De muchas maneras, la Jerusalén a la cual Jesús entró el día lunes, era muy diferente a la ciudad que conocemos en la actualidad. Sin embargo en algunos aspectos no fue así.

De ninguna otra manera podemos entender esto mejor que mediante el choque entre la fe y el comercio en el templo. Los cambistas abusaban de los peregrinos que venían al templo a adorar; los mercaderes vendían animales que ensuciaban el templo profanando el lugar de adoración de Dios.

Jesús demostró Su autoridad como Mesías al expulsarlos del templo, tal como lo había hecho tres años antes. Expulsó a aquellos que utilizaban la adoración como una oportunidad de ganancia financiera, un engaño que el Señor todavía aborrece.

«Está escrito», les recordaba Jesús, «mi casa será llamada casa de oración en todas las naciones, pero ustedes la han hecho una cueva de ladrones». La frase, «cueva de ladrones», viene de la reprimenda que Jeremías le dio a aquellos que abusaron del primer templo de Dios durante la época del profeta. Jeremías se había quedado en el templo y les dijo a los líderes que fueran a Silo para que vieran lo que quedaba del tabernáculo. Esas ruinas presagiaban la destrucción del primer templo. Y Jesús, citando a Jeremías, predijo el mismo resultado para el segundo templo.

Las palabras y las acciones de Jesús en ese lunes causaron molestia entre los líderes judíos.

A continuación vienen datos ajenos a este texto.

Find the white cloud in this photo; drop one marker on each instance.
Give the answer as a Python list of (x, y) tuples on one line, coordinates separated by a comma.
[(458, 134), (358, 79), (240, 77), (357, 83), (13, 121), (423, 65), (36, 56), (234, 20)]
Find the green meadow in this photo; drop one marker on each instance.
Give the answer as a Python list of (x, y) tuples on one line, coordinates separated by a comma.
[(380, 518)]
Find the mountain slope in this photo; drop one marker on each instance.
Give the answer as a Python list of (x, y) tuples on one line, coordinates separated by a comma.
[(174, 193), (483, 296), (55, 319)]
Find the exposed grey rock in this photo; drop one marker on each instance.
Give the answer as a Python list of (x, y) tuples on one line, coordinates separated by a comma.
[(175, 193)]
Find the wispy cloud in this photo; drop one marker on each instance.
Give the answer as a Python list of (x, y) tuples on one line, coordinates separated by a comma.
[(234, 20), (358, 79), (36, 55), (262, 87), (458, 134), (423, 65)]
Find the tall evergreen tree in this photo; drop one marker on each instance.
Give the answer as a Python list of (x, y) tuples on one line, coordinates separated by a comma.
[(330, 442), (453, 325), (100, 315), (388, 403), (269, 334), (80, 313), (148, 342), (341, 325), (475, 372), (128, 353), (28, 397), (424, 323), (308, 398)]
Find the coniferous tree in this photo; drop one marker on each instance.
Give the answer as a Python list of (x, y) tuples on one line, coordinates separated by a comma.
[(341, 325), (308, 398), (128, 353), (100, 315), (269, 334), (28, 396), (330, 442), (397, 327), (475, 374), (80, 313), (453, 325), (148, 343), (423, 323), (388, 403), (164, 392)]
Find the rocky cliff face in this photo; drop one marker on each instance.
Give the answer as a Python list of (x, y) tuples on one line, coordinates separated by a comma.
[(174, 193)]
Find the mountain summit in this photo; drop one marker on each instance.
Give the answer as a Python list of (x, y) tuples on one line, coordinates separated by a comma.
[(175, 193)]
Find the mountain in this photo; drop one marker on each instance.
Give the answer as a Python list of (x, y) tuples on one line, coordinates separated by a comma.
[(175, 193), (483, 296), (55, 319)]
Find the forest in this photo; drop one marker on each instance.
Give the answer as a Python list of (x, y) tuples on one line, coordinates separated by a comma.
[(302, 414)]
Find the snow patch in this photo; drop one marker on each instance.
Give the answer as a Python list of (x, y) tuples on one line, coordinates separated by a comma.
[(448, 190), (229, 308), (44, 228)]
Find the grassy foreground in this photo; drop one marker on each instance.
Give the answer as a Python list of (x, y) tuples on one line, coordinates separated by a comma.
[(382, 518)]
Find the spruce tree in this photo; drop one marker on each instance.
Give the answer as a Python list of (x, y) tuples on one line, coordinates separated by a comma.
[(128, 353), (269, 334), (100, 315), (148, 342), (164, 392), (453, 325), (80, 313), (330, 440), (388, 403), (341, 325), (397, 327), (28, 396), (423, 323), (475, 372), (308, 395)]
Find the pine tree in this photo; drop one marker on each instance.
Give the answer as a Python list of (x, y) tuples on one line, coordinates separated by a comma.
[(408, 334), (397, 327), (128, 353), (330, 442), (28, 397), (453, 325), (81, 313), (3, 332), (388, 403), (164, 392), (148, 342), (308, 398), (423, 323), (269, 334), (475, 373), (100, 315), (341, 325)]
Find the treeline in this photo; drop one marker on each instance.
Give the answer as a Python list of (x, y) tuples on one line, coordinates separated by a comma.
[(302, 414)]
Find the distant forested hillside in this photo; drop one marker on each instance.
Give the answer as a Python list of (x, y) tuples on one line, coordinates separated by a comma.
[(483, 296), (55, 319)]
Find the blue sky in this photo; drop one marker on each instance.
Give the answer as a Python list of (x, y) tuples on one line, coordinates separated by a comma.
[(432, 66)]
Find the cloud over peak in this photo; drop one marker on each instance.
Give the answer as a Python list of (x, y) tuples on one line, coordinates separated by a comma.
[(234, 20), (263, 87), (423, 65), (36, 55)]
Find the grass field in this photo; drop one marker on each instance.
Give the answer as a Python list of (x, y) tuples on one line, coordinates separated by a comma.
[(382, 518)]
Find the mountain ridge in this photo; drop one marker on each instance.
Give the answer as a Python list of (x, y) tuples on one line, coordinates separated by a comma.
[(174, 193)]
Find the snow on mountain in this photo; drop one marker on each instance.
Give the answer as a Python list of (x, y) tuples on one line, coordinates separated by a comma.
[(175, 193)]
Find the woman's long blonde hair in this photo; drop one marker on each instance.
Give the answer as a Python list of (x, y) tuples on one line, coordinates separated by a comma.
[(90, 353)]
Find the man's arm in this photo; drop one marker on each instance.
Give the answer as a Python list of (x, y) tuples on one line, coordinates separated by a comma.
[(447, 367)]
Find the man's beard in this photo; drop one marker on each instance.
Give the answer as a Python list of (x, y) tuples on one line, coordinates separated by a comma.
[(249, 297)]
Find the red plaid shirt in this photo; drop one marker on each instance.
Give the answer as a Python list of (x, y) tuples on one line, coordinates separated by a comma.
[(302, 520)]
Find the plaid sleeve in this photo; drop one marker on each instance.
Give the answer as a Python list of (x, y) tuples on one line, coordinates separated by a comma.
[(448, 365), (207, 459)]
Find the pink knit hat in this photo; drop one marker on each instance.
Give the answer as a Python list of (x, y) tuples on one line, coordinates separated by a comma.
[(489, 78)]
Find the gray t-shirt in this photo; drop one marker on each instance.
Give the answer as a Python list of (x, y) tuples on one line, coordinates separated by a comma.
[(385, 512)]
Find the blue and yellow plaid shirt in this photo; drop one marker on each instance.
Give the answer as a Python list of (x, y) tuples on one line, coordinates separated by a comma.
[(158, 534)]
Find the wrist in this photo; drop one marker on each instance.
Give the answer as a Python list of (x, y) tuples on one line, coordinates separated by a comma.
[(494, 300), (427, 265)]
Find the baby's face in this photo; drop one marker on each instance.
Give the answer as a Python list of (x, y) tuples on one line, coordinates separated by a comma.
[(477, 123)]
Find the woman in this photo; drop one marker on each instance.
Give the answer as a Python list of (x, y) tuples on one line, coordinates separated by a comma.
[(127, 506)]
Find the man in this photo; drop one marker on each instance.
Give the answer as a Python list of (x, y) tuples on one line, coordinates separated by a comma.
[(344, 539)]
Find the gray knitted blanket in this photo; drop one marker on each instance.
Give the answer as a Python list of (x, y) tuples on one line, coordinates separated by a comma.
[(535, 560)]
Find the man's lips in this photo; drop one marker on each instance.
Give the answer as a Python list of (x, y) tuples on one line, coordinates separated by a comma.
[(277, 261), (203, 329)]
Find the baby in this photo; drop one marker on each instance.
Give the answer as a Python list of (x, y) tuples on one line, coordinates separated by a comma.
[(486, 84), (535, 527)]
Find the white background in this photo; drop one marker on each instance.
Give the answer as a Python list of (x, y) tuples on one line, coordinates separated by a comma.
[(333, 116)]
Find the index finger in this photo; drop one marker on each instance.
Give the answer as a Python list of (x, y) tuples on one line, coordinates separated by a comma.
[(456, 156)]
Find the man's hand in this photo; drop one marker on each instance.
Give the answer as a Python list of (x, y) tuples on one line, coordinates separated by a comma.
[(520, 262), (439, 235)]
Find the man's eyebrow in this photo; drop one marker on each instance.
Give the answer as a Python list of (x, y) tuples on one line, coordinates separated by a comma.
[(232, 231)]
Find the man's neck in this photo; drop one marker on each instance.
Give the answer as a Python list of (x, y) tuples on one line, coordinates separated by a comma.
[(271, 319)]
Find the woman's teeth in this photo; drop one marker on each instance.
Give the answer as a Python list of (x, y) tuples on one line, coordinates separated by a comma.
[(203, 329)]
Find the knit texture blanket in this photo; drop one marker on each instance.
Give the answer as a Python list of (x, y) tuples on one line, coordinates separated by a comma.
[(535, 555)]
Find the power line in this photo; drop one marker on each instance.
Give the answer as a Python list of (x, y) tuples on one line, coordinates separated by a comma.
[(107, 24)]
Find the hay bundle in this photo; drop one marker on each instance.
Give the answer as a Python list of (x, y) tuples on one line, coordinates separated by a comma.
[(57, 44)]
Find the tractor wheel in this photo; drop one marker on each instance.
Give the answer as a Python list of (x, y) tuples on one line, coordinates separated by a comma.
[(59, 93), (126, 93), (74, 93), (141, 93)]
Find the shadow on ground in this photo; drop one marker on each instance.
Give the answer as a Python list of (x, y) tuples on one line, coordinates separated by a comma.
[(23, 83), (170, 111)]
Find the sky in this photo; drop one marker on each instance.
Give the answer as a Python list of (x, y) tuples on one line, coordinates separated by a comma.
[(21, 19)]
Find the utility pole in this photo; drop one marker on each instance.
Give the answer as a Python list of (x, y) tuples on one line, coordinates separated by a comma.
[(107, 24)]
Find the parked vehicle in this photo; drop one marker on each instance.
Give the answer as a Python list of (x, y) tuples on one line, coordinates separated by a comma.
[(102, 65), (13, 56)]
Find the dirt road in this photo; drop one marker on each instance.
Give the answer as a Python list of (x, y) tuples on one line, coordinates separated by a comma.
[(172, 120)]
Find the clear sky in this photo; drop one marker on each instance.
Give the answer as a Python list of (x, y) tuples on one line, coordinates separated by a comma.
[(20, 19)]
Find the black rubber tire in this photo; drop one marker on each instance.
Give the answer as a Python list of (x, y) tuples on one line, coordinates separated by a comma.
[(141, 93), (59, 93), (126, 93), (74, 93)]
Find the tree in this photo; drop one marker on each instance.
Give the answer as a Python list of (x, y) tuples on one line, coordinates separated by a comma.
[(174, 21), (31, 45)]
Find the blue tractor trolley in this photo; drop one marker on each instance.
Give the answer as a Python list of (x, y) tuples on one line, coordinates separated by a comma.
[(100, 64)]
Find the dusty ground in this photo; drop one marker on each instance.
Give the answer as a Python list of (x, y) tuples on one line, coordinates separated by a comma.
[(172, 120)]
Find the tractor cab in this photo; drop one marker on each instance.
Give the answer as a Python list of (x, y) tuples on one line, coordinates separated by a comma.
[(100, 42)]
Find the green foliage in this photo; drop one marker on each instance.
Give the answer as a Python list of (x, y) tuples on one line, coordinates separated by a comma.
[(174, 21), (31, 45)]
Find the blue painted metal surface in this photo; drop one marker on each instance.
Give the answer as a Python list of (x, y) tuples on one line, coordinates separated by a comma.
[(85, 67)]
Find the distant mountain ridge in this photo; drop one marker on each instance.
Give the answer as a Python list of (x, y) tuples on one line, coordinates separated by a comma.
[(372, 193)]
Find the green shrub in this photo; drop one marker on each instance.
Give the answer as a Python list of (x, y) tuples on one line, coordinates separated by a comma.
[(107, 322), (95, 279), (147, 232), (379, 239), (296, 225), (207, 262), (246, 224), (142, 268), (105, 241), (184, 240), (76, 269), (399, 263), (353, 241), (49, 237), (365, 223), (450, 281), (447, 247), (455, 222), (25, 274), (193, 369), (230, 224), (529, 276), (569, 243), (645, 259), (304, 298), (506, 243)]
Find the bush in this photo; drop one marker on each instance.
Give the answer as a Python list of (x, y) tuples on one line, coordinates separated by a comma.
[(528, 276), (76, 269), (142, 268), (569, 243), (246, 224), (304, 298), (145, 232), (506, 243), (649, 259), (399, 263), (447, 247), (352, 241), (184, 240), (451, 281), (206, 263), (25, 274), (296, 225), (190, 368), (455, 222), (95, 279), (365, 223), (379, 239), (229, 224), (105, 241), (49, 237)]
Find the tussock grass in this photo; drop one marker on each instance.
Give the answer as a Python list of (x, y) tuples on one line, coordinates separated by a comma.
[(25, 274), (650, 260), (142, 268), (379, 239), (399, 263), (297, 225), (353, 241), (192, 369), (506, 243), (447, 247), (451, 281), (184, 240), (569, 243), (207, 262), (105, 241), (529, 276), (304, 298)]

Comenzaron a buscar formas para matarlo. Diariamente Jesús enseñaba en el templo, y la ira que los líderes sentían se iba incrementando. ¿Por qué? Porque la luz revela lo que ocurre en la oscuridad. Con la luz brillante de la verdad, Jesús exponía la hipocresía de esos líderes.1

«1. Adaptado de Wayne Stiles, Walking in the Footsteps of Jesus: A Journey through the Lands and Lessons of Christ (Ventura, Calif.: Regal, 2008), 123.»